Daha önce “Yenilenebilir Enerjiler” üzerine kaleme aldığımız bir makalemizde de Almanya’da özellikle RES sektöründe oluşan yeni (ekonomik) yapılanmalara dikkati çekmiş, bu sürecin pratikte anti-tekel ademi merkeziyetçi bir gelişme olduğunu, mülkiyetin “enerji kooperatifleri” yolu ile vatandaşlara yaygınlaşarak “demokratileştiğini”, bunun ise sektörde serbest rekabet koşullarının sağlanması ve teknolojiye ulaşımda tekellerin kırılması ile mümkün olduğunu tespit etmiştik. Almanya’da özellikle güneş enerjisi sektöründe kısmen de olsa bu sürecin yaşandığını, vatandaşın pratikte kendi elektriğini üretebilme ve bunu sisteme satabilme olanağına kavuştuğunu söylemiştik.[15] İnsanların bu ve benzeri üretken alanlara yatırım yapmalarının iki önemli ekonomik yararı var:
- Böyle bir girişim insanları yatırım yapmak için tasarrufa teşvik ediyor, ki bu da, özellikle Türkiye’de makro ekonomide eksikliği şiddetle hissedilen bir olgu. “Cari açık” sorununda yaşamsal öneme sahip.
- Bu şekilde insanlar rastgele spekülatif fonlara veya sanal ilişkilere değil, toplumsal (değer) karşılığı olan, ülkeye ek istihdam ve katma değer getiren bir sektöre, maddi üretime yatırım yapmış oluyorlar. Öyle ki, böyle bir girişim, orta vadede getirisi olan, uzun vadeli kapital yatırımı gibi de görülebilir.
Böylesi bir gelişme, biraz daha “cömert teşviklerle”, yaygın ucuz destek kredilerle mümkün. Buyurun size “krediye sıfır faiz” olanağı!.. Toplumsal ilerlemenin (herhangi bir “plan, proje” gibi bir “sosyal mühendislik” zorlaması olmaksızın) tabandan gelişmesine bundan daha güzel aktüel bir örnek olamaz.

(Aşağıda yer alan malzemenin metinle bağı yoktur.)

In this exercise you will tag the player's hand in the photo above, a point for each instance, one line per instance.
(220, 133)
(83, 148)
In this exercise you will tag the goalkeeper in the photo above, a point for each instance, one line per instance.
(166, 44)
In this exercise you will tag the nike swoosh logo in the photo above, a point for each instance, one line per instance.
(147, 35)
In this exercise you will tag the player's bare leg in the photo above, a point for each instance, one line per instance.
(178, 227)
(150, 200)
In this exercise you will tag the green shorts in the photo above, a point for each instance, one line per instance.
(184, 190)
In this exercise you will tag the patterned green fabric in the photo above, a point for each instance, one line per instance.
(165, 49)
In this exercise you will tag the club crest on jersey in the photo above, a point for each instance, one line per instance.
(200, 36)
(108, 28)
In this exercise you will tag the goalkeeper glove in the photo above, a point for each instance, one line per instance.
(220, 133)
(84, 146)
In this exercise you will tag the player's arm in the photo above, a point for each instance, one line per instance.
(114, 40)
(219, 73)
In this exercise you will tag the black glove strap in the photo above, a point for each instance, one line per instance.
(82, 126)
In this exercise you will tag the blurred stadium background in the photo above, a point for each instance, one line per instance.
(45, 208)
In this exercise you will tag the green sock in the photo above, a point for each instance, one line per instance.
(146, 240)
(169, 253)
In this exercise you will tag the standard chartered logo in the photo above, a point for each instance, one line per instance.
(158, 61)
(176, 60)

Türkiye özellikle rüzgar enerjisi tekniğinde bir dizi olumlu adımlar attı. Jeotermal enerjide potansiyellerin ortaya çıkarılması ve değerlendirilmesi de kayda değer gelişmeleri içeriyor. Yenilebilir Enerjiler alanında Avrupa ülkelerindeki kadar olmasa bile -burada uzun uzadıya analiz etmeyeceğimiz- bazı olumlu ve sonuç veren teşviklerve tedbirler de söz konusu. Genelde bir transformasyon süreci içinde bulunan enerji sektöründe hala belirleyici olan eski yapılanmaların olumsuz etkilerine rağmen Türkiye’de “Yenilenebilir Enerji Kaynaklar”ına hakettiği değerin verildiği kanısında değiliz. Türkiye elle tutulur bir “Ekoloji Politikası”nın olmaması, bu konudaki konseptsizliğin ve mevzuatsızlığın en büyük nedeni. Bu mevzuatın yokluğu, geçen bir makalemizde tespit ettiğimiz gibi (örneğin) Türkiye’de büyük bir potansiyele sahip olan biyokütle-biyogaz alanının gelişmesinin, dolayısiyle tarımsal alanın gelişmesinin önündeki önemli engellerden biri. Örneğin; dünyanın gelişen Güneş Enerjisi sektörünün Türkiye’de kısa bir süre öncesine kadar “üvey evlat” muamelesi görmesi anlaşılır değildir.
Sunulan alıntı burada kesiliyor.